Shwalb, along with his wife Barbara J. Shwalb, a retired SUU professor, and Michael E. Lamb, director of the Division of Social and Developmental Psychology at the University of Cambridge, co-edited this research on fathers. The result: “Fathers in Cultural Context,” a case study on fatherhood that aims to identify the similarities and, more often than not, differences among fathers across every continent.
“Around the world we see a different take on the role of a father, with great variance from culture to culture, but the topic has not been extensively studied,” said Shwalb.
He and his colleagues set out to do just that, coordinating case studies, broad surveys, personal interviews and more to draw generalizations and identify the differences that all work to define “fatherhood.”
Their findings, in broad swaths, according to Shwalb: “It is culturally seen in the majority of societies that the father is the secondary parent and is the main breadwinner, but that role is changing and developing from nation to nation—though not all in one direction.”
This proved surprising, even to a seasoned researched and working psychologist who has made the study of fatherhood his life’s work.
“It seems that even though the world is so interconnected, fatherhood is one role that isn’t merging and beginning to follow one trend,” said Shwalb.
For example, dramatic cultural and historical changes in Japan have shifted longstanding male perceptions among the nation’s young men and fathers.

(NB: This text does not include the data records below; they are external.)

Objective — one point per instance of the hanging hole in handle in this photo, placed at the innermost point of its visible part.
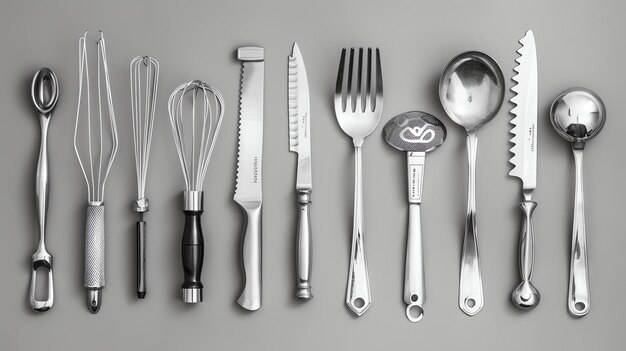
(414, 312)
(42, 283)
(359, 302)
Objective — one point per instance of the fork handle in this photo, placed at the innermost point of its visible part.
(358, 295)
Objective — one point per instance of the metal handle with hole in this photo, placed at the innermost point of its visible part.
(414, 290)
(358, 295)
(578, 300)
(44, 94)
(471, 286)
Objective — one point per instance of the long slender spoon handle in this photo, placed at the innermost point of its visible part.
(358, 295)
(578, 300)
(41, 258)
(471, 299)
(525, 296)
(44, 94)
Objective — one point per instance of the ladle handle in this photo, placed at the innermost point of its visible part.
(578, 300)
(471, 286)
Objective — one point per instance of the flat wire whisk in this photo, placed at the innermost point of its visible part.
(101, 136)
(195, 133)
(95, 177)
(143, 70)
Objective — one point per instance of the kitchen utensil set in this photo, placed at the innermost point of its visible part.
(471, 91)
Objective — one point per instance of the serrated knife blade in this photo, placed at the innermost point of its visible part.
(248, 191)
(524, 129)
(300, 143)
(525, 296)
(299, 118)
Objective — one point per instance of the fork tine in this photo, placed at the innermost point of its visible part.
(379, 83)
(339, 86)
(359, 82)
(348, 92)
(368, 94)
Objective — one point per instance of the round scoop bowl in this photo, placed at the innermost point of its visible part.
(471, 89)
(414, 132)
(577, 115)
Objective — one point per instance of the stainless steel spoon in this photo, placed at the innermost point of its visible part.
(45, 94)
(578, 115)
(471, 91)
(415, 133)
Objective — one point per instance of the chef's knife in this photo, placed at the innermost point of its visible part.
(300, 143)
(249, 170)
(524, 159)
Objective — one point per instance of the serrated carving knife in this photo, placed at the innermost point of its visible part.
(248, 192)
(300, 143)
(524, 150)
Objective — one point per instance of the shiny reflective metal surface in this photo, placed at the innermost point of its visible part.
(416, 133)
(578, 115)
(95, 144)
(358, 107)
(525, 296)
(44, 94)
(300, 143)
(471, 91)
(248, 191)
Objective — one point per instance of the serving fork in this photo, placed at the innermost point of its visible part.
(358, 107)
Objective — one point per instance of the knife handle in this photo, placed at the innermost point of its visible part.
(303, 242)
(525, 296)
(250, 297)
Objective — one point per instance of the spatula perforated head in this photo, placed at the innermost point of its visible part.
(415, 132)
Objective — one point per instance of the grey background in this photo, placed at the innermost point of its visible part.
(578, 45)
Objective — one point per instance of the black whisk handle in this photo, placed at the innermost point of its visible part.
(193, 257)
(141, 259)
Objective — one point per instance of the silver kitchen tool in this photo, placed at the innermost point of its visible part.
(45, 94)
(524, 160)
(471, 91)
(248, 191)
(358, 107)
(196, 111)
(415, 133)
(578, 115)
(300, 143)
(95, 144)
(144, 82)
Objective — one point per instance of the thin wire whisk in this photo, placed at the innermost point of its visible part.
(101, 136)
(195, 133)
(195, 165)
(143, 105)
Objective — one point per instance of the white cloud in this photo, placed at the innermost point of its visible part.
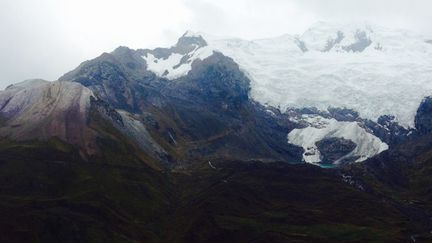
(47, 38)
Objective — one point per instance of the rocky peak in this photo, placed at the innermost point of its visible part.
(423, 118)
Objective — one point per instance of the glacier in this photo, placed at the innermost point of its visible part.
(370, 69)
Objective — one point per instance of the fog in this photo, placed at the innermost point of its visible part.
(46, 38)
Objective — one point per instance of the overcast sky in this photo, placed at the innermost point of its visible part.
(46, 38)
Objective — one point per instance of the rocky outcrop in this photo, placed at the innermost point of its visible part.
(423, 119)
(334, 149)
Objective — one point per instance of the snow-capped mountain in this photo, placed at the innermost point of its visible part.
(374, 71)
(336, 94)
(371, 69)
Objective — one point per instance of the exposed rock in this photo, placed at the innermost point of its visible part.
(42, 110)
(333, 149)
(423, 119)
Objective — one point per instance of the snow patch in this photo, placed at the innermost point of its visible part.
(319, 128)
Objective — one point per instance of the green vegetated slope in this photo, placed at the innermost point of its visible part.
(50, 194)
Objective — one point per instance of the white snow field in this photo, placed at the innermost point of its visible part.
(389, 77)
(370, 69)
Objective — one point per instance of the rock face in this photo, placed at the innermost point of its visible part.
(423, 119)
(39, 109)
(205, 114)
(333, 149)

In a near 180-degree shift, Japanese men now view a stable family as more important than economic success, and the gender-based division of labor is shifting.
In Russia, however, a father’s perception is very different. Here, fathers are valued solely on their success as breadwinner, with little emotional attachment to children and a nearly complete detachment from the family as a whole.

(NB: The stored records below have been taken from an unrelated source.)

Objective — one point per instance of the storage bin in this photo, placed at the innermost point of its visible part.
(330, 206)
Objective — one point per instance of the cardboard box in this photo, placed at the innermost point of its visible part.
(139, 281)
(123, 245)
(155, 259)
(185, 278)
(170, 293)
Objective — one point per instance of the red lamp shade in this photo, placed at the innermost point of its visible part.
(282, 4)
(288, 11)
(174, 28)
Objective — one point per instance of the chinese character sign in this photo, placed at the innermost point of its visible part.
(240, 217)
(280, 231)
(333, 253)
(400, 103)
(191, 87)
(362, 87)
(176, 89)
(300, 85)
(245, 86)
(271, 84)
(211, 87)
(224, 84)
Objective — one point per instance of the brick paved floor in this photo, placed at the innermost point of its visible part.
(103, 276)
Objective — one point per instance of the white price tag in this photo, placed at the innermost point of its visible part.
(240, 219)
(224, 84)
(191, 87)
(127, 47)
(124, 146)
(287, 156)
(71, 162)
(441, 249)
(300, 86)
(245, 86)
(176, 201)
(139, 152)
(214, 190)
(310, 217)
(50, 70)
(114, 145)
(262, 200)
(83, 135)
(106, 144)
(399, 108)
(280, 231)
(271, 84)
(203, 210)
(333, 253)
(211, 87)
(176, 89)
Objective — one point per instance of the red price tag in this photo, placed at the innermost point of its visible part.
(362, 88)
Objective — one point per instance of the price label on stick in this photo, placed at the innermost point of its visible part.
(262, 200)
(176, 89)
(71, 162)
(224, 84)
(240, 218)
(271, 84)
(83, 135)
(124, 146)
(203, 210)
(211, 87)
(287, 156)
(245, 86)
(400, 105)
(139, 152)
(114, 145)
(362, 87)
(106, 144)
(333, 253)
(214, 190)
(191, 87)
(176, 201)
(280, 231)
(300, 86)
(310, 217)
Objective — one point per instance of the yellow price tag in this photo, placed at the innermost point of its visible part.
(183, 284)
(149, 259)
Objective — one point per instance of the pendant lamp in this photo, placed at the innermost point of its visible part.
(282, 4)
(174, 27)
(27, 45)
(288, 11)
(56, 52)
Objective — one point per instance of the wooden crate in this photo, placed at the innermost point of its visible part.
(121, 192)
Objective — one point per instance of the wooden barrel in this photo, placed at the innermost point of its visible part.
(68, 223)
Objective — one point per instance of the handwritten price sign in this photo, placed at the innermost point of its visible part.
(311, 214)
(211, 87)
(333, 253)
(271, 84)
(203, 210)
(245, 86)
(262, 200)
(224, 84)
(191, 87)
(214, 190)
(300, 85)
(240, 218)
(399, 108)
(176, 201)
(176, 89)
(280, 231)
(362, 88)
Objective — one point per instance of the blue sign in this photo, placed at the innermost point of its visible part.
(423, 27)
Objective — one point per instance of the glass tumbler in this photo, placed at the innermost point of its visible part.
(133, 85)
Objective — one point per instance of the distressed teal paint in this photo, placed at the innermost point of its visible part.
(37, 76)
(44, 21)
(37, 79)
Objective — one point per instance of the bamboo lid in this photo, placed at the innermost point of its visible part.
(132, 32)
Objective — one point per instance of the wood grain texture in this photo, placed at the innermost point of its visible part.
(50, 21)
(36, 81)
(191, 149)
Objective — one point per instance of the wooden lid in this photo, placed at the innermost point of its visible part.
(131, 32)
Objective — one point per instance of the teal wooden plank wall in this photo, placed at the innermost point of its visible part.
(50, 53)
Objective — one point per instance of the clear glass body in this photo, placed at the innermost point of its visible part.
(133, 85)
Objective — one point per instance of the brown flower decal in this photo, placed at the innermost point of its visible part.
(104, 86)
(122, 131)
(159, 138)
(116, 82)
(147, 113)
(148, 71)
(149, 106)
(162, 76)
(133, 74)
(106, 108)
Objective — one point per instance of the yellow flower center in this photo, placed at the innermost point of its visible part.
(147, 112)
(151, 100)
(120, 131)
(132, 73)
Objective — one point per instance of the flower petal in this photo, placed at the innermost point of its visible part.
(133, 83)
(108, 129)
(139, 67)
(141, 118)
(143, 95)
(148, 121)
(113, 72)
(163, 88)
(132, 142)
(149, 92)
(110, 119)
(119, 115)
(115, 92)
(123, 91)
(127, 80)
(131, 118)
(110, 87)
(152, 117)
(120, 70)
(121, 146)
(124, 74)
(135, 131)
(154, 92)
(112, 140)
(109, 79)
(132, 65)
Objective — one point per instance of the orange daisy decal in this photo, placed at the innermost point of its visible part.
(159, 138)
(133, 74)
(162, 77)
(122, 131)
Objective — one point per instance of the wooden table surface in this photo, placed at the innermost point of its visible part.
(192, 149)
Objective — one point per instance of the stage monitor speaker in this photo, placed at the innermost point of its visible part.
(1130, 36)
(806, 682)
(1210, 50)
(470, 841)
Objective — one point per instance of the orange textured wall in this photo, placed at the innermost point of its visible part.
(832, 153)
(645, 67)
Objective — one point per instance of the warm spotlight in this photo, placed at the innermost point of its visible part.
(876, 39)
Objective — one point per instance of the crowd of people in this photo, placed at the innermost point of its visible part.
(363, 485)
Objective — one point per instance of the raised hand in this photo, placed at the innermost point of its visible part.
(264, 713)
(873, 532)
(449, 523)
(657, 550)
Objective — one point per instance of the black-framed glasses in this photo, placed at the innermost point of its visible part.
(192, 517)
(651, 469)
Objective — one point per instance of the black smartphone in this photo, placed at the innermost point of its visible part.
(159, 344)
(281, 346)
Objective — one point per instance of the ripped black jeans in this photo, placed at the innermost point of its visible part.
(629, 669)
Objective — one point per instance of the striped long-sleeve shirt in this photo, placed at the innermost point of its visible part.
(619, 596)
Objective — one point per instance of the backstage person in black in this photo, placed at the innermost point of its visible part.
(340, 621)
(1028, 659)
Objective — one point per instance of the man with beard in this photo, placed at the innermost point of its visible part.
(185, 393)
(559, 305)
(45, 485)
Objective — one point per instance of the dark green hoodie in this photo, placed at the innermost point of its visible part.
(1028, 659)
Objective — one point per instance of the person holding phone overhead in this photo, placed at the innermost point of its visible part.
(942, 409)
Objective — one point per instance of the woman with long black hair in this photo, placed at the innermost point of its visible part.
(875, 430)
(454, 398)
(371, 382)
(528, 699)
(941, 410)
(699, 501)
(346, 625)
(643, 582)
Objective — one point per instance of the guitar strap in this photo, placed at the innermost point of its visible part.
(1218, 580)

Barbara Shwalb explains that while she was “very surprised” to learn of the stark disconnect between father and family in Russia, the surprising cultural norm is easier to understand in context—a long stagnant economy and high rates of depression and alcoholism—which is why she, David and Lamb knew a cross-cultural study would be the only way to truly understand fatherhood as a whole in a global context.
One may physically become a father at conception, but the manifestation of fatherhood is largely determined by long established cultural traditions and socioeconomic conditions largely beyond any one father’s control.
That is not to say, however, that one can’t learn from another’s experience. And Shwalb, a father himself and one of the field’s top academics in the study of fatherhood, says he and his colleagues find value in components of every culture’s take on this side of parenting.
“By expanding the map of the academic study of fathers the three of us, with the help of writers in each society, were able to pull all that research into one central location,” explains Shwalb. “We can see many different patterns and roles that a father has around the world, and each has the power to influence others.”
“Fathers in Culture Context” was released this fall and is the most comprehensive study of its kind in academia. Published through Routledge Press, it is available in either paperback or eBook, available through both Amazon and Barnes & Noble. The paperback is also sold in the SUU Bookstore.
Several regional maps were customized for the book by Paul Larson, and the book cover was designed by Rohn Solomon, both also of SUU.